Zakat, Pilar Membangun Masyarakat
Tidak dapat kita pungkiri, bahwa angka kemiskinan negeri ini semakin
terus meningkat. Ironis memang, di negeri yang sangat melimpah sumber
daya alamnya bahkan dikenal dengan ‘negeri agraris’ jumlah kemiskinan
semakin tinggi. Ternyata, potensi tersebut tidak mampu dimanfaatkan
dengan baik untuk membangun pilar-pilar kesejahteraan rakyat.
Sebaliknya, hampir di setiap pelosok negeri, terjadi eksploitasi alam
yang tidak terkendali. Sebagian besar hutan terus mengalami deforestasi
secara drastis. Minyak bumi dan beraneka barang tambang lainnya yang
dahulu menjanjikan sebuah harapan, tidak juga dapat teroptimalkan untuk
menciptakan kesejahteraan. Laju kerusakan alam berbanding lurus dengan
kerugian negara. Pada saat yang bersamaan, ketimpangan kesejahteraan
terus terjadi, ini dikarenakan kekayaan itu terkonsentrasi pada
segelintir kelompok elite masyarakat saja.
Kondisi tersebut merupakan gambaran umum dari kemiskinan struktural,
kemiskinan yang ada tidak disebabkan oleh ‘budaya kemiskinan’ yang
berimplikasi pada lemahnya mental juang kelompok yang disebut masyarakat
miskin tersebut, melainkan disebabkan oleh ketidakadilan sistem.
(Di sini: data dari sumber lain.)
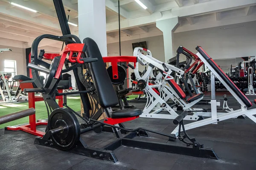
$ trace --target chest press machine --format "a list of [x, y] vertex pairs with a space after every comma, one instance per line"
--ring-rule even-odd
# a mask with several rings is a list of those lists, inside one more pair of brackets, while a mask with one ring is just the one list
[[[212, 59], [204, 50], [202, 47], [198, 46], [195, 49], [198, 51], [196, 55], [212, 72], [211, 74], [211, 81], [213, 82], [212, 83], [211, 88], [212, 89], [215, 88], [214, 87], [215, 76], [222, 82], [228, 91], [237, 99], [241, 105], [241, 108], [236, 110], [231, 110], [228, 113], [221, 115], [218, 115], [216, 105], [216, 101], [214, 93], [214, 95], [212, 95], [212, 99], [211, 100], [211, 117], [186, 124], [184, 126], [185, 129], [186, 130], [188, 130], [207, 125], [218, 123], [219, 121], [237, 117], [243, 115], [246, 116], [256, 123], [256, 118], [253, 116], [256, 114], [256, 109], [247, 110], [247, 108], [250, 108], [252, 106], [252, 104], [250, 100], [236, 87], [218, 65], [214, 62]], [[214, 90], [213, 91], [214, 91]], [[225, 98], [225, 97], [224, 98]], [[254, 102], [256, 104], [256, 100], [254, 100]], [[178, 130], [177, 127], [172, 133], [177, 135]]]
[[[38, 46], [40, 41], [44, 38], [50, 38], [68, 42], [65, 48], [61, 53], [61, 56], [55, 57], [52, 60], [49, 69], [42, 69], [41, 68], [37, 65], [41, 62], [37, 60]], [[45, 101], [53, 110], [48, 119], [45, 134], [43, 137], [36, 137], [35, 143], [114, 162], [118, 160], [113, 151], [122, 145], [218, 159], [212, 150], [204, 149], [203, 145], [199, 144], [194, 138], [189, 138], [185, 129], [183, 129], [184, 132], [183, 134], [182, 135], [180, 133], [178, 136], [175, 137], [144, 128], [132, 130], [119, 126], [119, 122], [126, 122], [131, 118], [137, 118], [141, 114], [141, 110], [134, 109], [130, 110], [129, 112], [127, 110], [120, 110], [113, 112], [112, 110], [111, 107], [118, 103], [118, 99], [108, 76], [99, 48], [96, 43], [90, 38], [86, 38], [83, 42], [83, 44], [81, 43], [78, 37], [73, 35], [58, 37], [47, 34], [37, 38], [32, 45], [31, 57], [33, 60], [32, 60], [31, 64], [29, 65], [28, 67], [32, 69], [33, 77], [38, 88], [28, 89], [26, 90], [41, 93]], [[67, 59], [66, 57], [68, 54], [69, 58]], [[72, 65], [69, 68], [63, 70], [62, 68], [65, 62], [69, 62]], [[86, 64], [88, 64], [87, 69], [90, 70], [95, 89], [90, 88], [85, 88], [84, 91], [80, 89], [79, 91], [69, 94], [78, 94], [81, 95], [96, 92], [95, 94], [98, 98], [99, 103], [107, 116], [104, 122], [86, 117], [83, 117], [70, 109], [69, 107], [65, 104], [64, 105], [66, 108], [60, 108], [55, 99], [55, 96], [60, 94], [53, 94], [54, 89], [57, 88], [62, 73], [75, 70], [74, 74], [76, 73], [78, 74], [78, 73], [76, 72], [76, 70]], [[40, 81], [37, 81], [39, 77], [38, 71], [44, 71], [48, 74], [46, 81], [49, 81], [50, 82], [47, 87], [42, 85]], [[75, 75], [76, 76], [76, 74]], [[77, 83], [79, 83], [82, 80], [81, 79], [76, 79]], [[78, 87], [79, 88], [81, 87], [79, 86]], [[68, 94], [67, 93], [66, 94]], [[84, 105], [87, 105], [86, 103], [83, 104]], [[188, 113], [187, 112], [184, 111], [174, 119], [174, 123], [179, 125], [180, 131], [183, 129], [183, 119]], [[81, 128], [77, 116], [90, 125], [85, 128]], [[81, 138], [81, 135], [93, 130], [100, 131], [104, 126], [109, 126], [112, 128], [113, 131], [116, 136], [116, 139], [101, 148], [90, 147], [87, 146]], [[121, 130], [125, 131], [128, 133], [123, 136], [120, 132]], [[187, 147], [133, 139], [137, 136], [149, 137], [148, 132], [171, 138], [178, 139], [186, 144]], [[189, 147], [189, 146], [192, 146], [192, 147]]]

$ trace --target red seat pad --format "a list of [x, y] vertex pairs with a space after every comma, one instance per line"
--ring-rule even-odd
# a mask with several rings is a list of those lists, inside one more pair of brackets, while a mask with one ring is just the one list
[[[160, 69], [158, 69], [159, 71], [163, 76], [164, 76], [163, 75], [163, 71], [161, 70]], [[168, 77], [170, 78], [170, 77]], [[179, 96], [181, 99], [185, 99], [186, 97], [186, 94], [184, 93], [183, 90], [180, 88], [180, 87], [176, 82], [174, 81], [174, 79], [167, 80], [167, 82], [172, 87], [172, 88], [174, 90], [175, 92], [179, 95]]]
[[250, 108], [252, 107], [253, 105], [247, 97], [246, 97], [244, 94], [242, 93], [239, 89], [236, 87], [233, 82], [228, 78], [228, 76], [223, 72], [222, 70], [219, 67], [218, 65], [214, 62], [214, 61], [213, 61], [212, 59], [206, 53], [202, 47], [197, 46], [195, 49], [201, 54], [201, 55], [202, 55], [202, 56], [206, 60], [208, 63], [212, 66], [212, 67], [214, 70], [218, 74], [219, 76], [221, 77], [227, 85], [234, 91], [234, 92], [235, 92], [236, 94], [238, 97], [239, 97], [243, 102], [244, 102], [247, 108]]
[[188, 99], [187, 100], [187, 102], [188, 102], [189, 103], [191, 103], [191, 102], [193, 102], [196, 99], [201, 98], [202, 97], [204, 97], [204, 94], [202, 93], [197, 94]]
Kehidupan sosial-ekonomi dirasakan tidak memberikan proteksi bagi
kelompok lemah, sehingga entitas ini sangat mudah ditindas oleh golongan
yang memiliki modal besar. Kondisi ini tentunya sangat membahayakan
keberlangsungan kehidupan masyarakat. Untuk itu, diperlukan sebuah
sistem yang mampu mengatur kepemilikan harta, sehingga kesejahteraan
dapat terdistribusikan dengan adil.
Zakat merupakan salah satu pilar syari’at Islam yang memiliki kaitan
dengan permasalahan tersebut. Zakat merupakan ibadah dalam Islam yang
memiliki dimensi sosial-ekonomi. Zakat berfungsi sebagai media
redistribusi kekayaan dari kelompok yang mampu (aghniya’) kepada golongan yang kurang mampu (dhuafa’) dan yang tertindas (mustadh’afin).
Zakat merupakan institusi resmi syari’at Islam untuk menciptakan
kesejahteraan sosial-ekonomi yang berkeadilan, sehingga pembangunan
ekonomi mampu menghadirkan kesejahteraan bagi masyarakat.
Apa Hakekat Zakat?
Tidak sedikit orang masa sekarang yang menyamakan pajak dan zakat.
Sehingga ketika seseorang sudah membayar pajak menganggap dirinya sudah
membayar zakat. Padahal keduanya merupakan hal yang berbeda.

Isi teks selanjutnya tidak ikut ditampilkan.